MCCAIN-FEINGOLD AIDS IN DUMBING DOWN OF VOTERS

Saturday, October 18, 2003


I would be opposed to the McCain-Feingold campaign finance law, miscalled a reform, in any case, because I believe it is unconstitutional to prohibit people from associating for the purpose of expressing their political views.

But it has lamentable practical consequences as well: More ignorant voters.

In a briefing paper distributed by the Cato Institute, ``The Benefits of Campaign Spending,'' John Coleman presents evidence that expensive campaigns do not have the negative consequences often attributed to them. In fact, more money translates into better knowledge of candidates and issues, and does not diminish public trust or citizen involvement.

Coleman, a professor of political science at the University of Wisconsin at Madison, is also the author of Party Decline in America. He reports on research he did with Paul Manna, of the College of William and Mary, on spending in U.S. House races in 1994 and 1996. They analyzed the statistical relationship between how much was spent by incumbents and challengers in a congressional district and people's responses to survey questions on political involvement and knowledge.

``The argument that citizens are turned off by high-spending campaigns simply does not hold up when those high-spending campaigns are in citizens' own districts,'' Coleman says.

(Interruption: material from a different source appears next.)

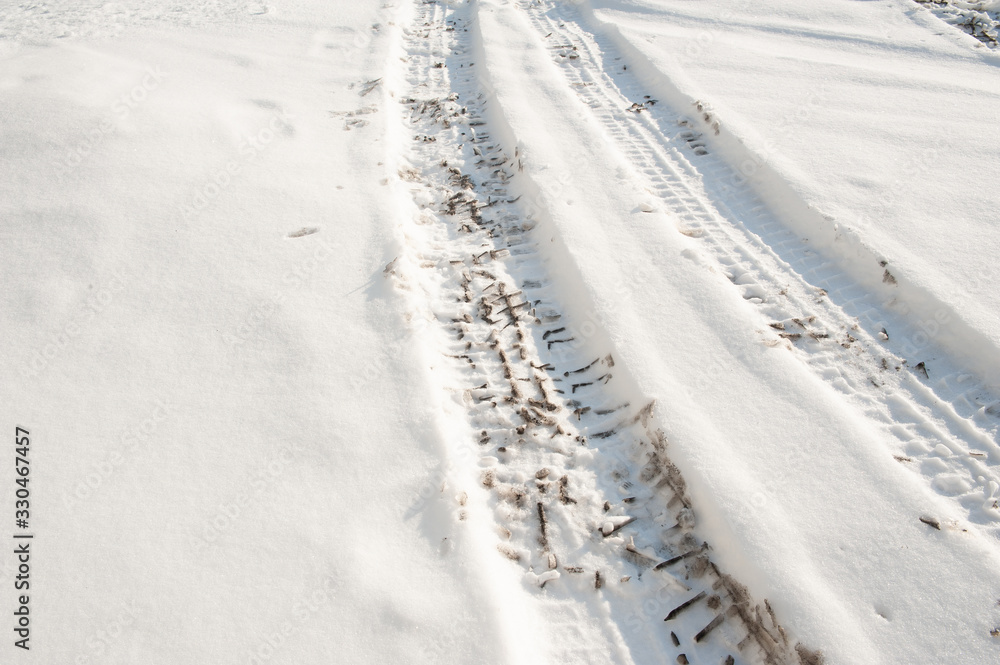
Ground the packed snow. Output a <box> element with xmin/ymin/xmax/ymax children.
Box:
<box><xmin>2</xmin><ymin>0</ymin><xmax>999</xmax><ymax>664</ymax></box>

This may be like people's tendency to say American education is terrible but their child's school is great, he says, but in any case, living in a district with high campaign spending ``does not diminish their involvement or attention.''

Of course, high campaign spending tends to happen in races that are really competitive, which may in itself raise voters' level of involvement or attention. If an incumbent is expected to coast to victory with a 70-30 split, who pays attention? Who contributes to a near-certain loser? If reformers really wanted to get ordinary people more engaged in politics, they should have limited gerrymandering, not spending.

One criticism of expensive campaigns is that they leave voters more confused than before. That's not true. The researchers examined whether people knew the candidates' names, could place them on an ideological scale (from ``extremely liberal'' to ``extremely conservative'') or on an issue scale (their positions on abortion, for example, or government spending), and how confident they were in their judgments.

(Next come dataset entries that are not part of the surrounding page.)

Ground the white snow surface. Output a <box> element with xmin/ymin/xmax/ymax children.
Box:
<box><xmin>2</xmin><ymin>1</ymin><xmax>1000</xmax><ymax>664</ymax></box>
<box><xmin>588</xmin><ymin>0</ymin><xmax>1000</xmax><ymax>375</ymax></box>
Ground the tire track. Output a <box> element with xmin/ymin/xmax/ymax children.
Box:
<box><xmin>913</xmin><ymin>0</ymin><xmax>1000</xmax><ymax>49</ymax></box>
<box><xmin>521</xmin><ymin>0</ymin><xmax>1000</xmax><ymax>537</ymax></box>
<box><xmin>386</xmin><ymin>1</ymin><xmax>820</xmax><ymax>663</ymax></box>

When challengers spent the average amount for challengers in a House race in 1996, about $230,000, 49 percent of survey respondents thought they knew enough to place the candidates on an ideological scale, and 20 percent of them were confident of their placement. In districts where spending rose to $500,000, 66 percent chose a point on the scale and 31 percent were confident; at $1 million, 85 percent chose and 53 percent were confident.

Of course they could be confident but wrong; however, that isn't the case. The researchers made their own determination of incumbents' ideological position, based on their recorded votes (not what they said when campaigning). In the (theoretical) absence of any campaign spending at all by incumbents, about 23 percent of the public would know with moderate accuracy where an incumbent fell on the political scale. If the incumbent spent $1 million, that rose to 49 percent, and at $1.5 million it was 63 percent.

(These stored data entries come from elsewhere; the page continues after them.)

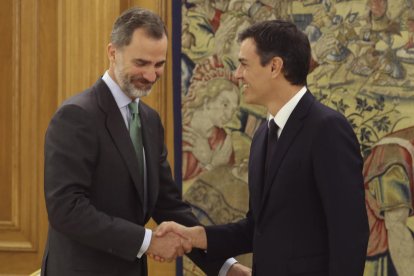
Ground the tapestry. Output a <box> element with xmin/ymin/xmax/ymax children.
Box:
<box><xmin>179</xmin><ymin>1</ymin><xmax>414</xmax><ymax>275</ymax></box>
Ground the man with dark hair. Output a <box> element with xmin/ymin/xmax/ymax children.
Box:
<box><xmin>157</xmin><ymin>20</ymin><xmax>369</xmax><ymax>276</ymax></box>
<box><xmin>41</xmin><ymin>7</ymin><xmax>248</xmax><ymax>276</ymax></box>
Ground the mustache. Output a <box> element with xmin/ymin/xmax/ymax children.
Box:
<box><xmin>130</xmin><ymin>76</ymin><xmax>156</xmax><ymax>85</ymax></box>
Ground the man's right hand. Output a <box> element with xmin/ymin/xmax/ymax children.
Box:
<box><xmin>146</xmin><ymin>231</ymin><xmax>191</xmax><ymax>262</ymax></box>
<box><xmin>155</xmin><ymin>221</ymin><xmax>208</xmax><ymax>250</ymax></box>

That suggests that success in raising voter turnout would not be an unalloyed good thing, by the way, even though one would hope that the percentages are higher among people who actually vote.

Challenger spending does decrease accuracy about an incumbent, but then challengers want voters to start wondering how much they really know about the person in office. That makes races more competitive.

Another criticism of campaign spending is that it widens the information gap between more and less well-off voters. That isn't so either.

Coleman compared the political knowledge of politically, socially or economically advantaged and disadvantaged groups. In low-spending races, there was a gap, but by the time spending reached about $1.3 million, it had virtually disappeared.

``Low levels of spending lock in inequality of knowledge between groups.''

Coleman says, ``Campaign spending, rather than strengthening and entrenching political inequality, is a democratizing force.''

Other criticisms of expensive campaigns are that they are more likely to ``go negative'' and that negative campaigns turn people off. But, Coleman says, the correlation between spending on negative ads and total spending is small and not statistically significant. Also, though people say they don't like negative ads, there is little indication that they are less involved or less knowledgeable about campaigns that are negative.

Even if the reasons adduced in support of McCain-Feingold were right, it would be a bad law. If many of the reasons are wrong, it is simply preposterous.